En cambio, los niños, solamente ellos y ellas, ven a los cabezudos como lo que aparentar ser. Los miran y observan de arriba a abajo y de abajo a arriba, se dan cuenta de que en cada cabezudo hay dos mundos, dos seres, uno parecido a ellos, con pies pequeños, brazos casi siempre morenos y delgados, pecho y caderas también semejantes a los suyos, manos también, los andares nada sospechosos ni distintos a los propios, pero la cabeza, ¡ay!, esa enorme cabeza en la que por un momento creen y temen o ríen no es una cabeza cualquiera. Una cabeza de otro mundo, fantástico y creíble exactamente el mundo por venir, el que empieza a la mañana siguiente, la fiesta, la feria.

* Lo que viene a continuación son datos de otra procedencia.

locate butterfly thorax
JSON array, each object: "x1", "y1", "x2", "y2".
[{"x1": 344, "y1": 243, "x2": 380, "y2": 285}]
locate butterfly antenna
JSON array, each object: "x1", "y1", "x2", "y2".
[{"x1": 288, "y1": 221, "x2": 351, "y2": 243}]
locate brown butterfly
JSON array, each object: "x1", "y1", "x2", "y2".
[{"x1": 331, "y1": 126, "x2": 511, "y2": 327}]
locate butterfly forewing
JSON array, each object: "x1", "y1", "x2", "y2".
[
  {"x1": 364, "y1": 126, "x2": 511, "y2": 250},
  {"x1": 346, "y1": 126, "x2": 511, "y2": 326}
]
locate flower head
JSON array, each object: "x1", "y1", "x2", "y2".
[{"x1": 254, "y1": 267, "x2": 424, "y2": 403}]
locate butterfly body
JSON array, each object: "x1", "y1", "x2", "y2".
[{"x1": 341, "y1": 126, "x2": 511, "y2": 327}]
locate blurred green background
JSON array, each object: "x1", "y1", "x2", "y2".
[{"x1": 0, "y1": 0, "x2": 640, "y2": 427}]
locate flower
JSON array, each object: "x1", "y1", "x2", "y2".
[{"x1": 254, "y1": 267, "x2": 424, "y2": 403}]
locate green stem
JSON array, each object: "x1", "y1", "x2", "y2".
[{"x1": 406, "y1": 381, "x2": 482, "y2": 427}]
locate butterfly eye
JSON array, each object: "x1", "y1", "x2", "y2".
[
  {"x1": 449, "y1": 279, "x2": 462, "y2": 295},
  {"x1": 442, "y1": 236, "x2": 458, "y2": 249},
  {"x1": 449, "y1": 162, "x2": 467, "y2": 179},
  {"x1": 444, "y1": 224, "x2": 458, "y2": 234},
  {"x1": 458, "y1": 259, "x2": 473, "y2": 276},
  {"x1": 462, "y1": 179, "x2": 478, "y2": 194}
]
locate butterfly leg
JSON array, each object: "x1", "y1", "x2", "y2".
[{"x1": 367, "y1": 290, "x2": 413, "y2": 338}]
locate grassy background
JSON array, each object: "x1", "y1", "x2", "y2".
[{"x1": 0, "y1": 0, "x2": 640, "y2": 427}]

La feria es un planeta excepcional, perfecto en su duración, adaptado a la imaginación de la infancia, en el que todas las emociones pueden atraparnos, perdón, atraparlos. El vértigo sentido en las maquinarias gigantes, la soledad sobre un caballo de cartón, el miedo a la oscuridad del túnel que atraviesa un tren sin techo que pronto será abordado por una bruja con escoba, el reto de acertar de un solo disparo el chicle o el llavero de un equipo cántabro colgados en la caseta del tiro al pichón, la alegría de poner pie en tierra tras veinte vueltas al mismo sitio, la mirada de aquella niña que circula con otra a bordo de un coche rojo, azul y naranja, con el número tres dibujado en un banderín que roza una tela metálica, el dulce pegajoso de un algodón de azúcar que le colorea las mejillas, el ruido excitante, las bocinas incansables, las voces a gritos para pedir quiero montarme ahí, la espera nerviosa antes de subir y bajar olas de madera, el primer manejo de un billete que da acceso a un viaje circular y mareante, el esfuerzo para batir al cansancio que inevitablemente llega, la salida, por fin, del ferial que es un éxodo irremediable, pero fructífero para alcanzar el día siguiente, un día nuevo otra vez en el que cada emoción, vencedora a la rutina, será el mejor presente posible.

Ese mundo que fue nuestro también por unos días en los años de nuestra infancia solo habita en la memoria y, a veces, en la nostalgia. No es el mundo al que yo quiera volver. Pero no desprecio aquellos tiempos, los míos, con la feria al lado de mi casa, con los feriantes y sus caravanas ocupando las calles de mi barrio, llenando mi madre los cubos de agua que nos pedían, invitándolos a la casa a ver le televisión, aceptando, por supuesto, alguna ficha de recompensa para subir a los torpedos o a los coches de choque esa misma tarde de Bonanza, porque todo era normal, la simple naturalidad de las acciones se imponía sobre cualquier beneficio o ventaja. Varios años la feria fue en mi casa tardes de fantasía, andar por ese planeta excepcional, y medios días de televisión compartida y cubos de agua. Nos alegrábamos de reencontrarnos cada uno de esos años y nos apenaba la ausencia de alguno de ellos.

Con el tiempo se ausentó aquel mundo, el de la feria y el de los cabezudos de cartón mitad realidad mitad fantasía. Los que ahora vemos en los informativos y escuchamos todos los días, esos cabezudos cuyas voces nos despiertan cada mañana hablen el idioma que hablen, nada tienen que ver con nuestros sueños de entonces subidos al carrusel o entre los mordiscos a un turrón duro, son, jodidamente, lo peor de nosotros, una pesadilla inacabable en un túnel oscuro. En aquel otro de nuestra feria infantil nos esperaba una brujita con escoba que apenas nos rozaba con ella la cabeza pero a la que también lográbamos esquivar. Cómo burlar hoy al cercano destino en el que los cabezudos campan por sus respetos.